Paul Krugman wrote about this today in his article State of Paralysis He focuses on one law, passed by referendum....only he understates its breadth:
The seeds of California’s current crisis were planted more than 30 years ago, when voters overwhelmingly passed Proposition 13, a ballot measure that placed the state’s budget in a straitjacket. Property tax rates were capped, and homeowners were shielded from increases in their tax assessments even as the value of their homes rose.
The result was a tax system that is both inequitable and unstable. It’s inequitable because older homeowners often pay far less property tax than their younger neighbors. It’s unstable because limits on property taxation have forced California to rely more heavily than other states on income taxes, which fall steeply during recessions.
Even more important, however, Proposition 13 made it extremely hard to raise taxes, even in emergencies: no state tax rate may be increased without a two-thirds majority in both houses of the State Legislature. And this provision has interacted disastrously with state political trends.
Actually, Prop 13 has a similar effect as N.Y. City Rent control, but on steroids
The irony is that those who voted for it, the anti tax zealots would be the most opposed to any type of rent control as rampant socialism. Rent control allows occupancy by a renter to trump ownership rights, but in effect it also provides a public subsidy to the occupant. By their rents being restricted, the value of the property is lowered, and the potential free market full rent value tax is subsidized by others. In this way, N.Y. rent control is similar to California's Prop. 13
There is a difference. In the N.Y. version, while the owner pays directly by diminished rents recieved, the taxpayer must make up the lower property taxes for the building. The California version directly subsidizes only the owner, with the renter required to pay maximum market value.
N.Y.C. Rent Control, has a social justification of maintaining diversity of neighborhoods to balance any economic cost. California's law is not only for owner occupants, rather an individual or corporation can own numerous properties, and charge full rental, yet pay a limited property tax, one that could be as low as a quarter of that based on the appraisal of the property.
Unlike New York Rent Control, it even applies to commercial buildings, office complexes, shopping malls, whether owned by individuals or corporations, where the longer owned properties get the benefit of sharply reduced property taxes.
A basic rule of any inequity in public life is the longer it goes on, the more people benefiting from it, the harder it is to ever eliminate.
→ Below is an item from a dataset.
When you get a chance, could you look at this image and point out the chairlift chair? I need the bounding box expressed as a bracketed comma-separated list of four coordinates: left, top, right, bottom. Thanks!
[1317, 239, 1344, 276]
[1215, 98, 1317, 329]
This is illustrated by Arnold Schwarzenegger who was elected on his heroic persona. He won a recall election on the illusion that he could redress the endemic deficit problems of the state. Yet, he never had anything realistic to say about how this was to be done.
When his campaign economic adviser, Warren Buffet, suggested modifying Prop 13, Arnold fired him. He won his election by dramatizing the very myths that I described in the beginning of this essay.
Schwarzenegger's administration has turned out to combine foolishness with naivete. It was a waste of not only time, but of hope that anyone could actually redress the pathologies of the state. He perpetuated the illusion that solutions could be without pain, and without taxes. He turned out to be a super hero with only one super power....the ability to sway the masses and win election to govern a great state.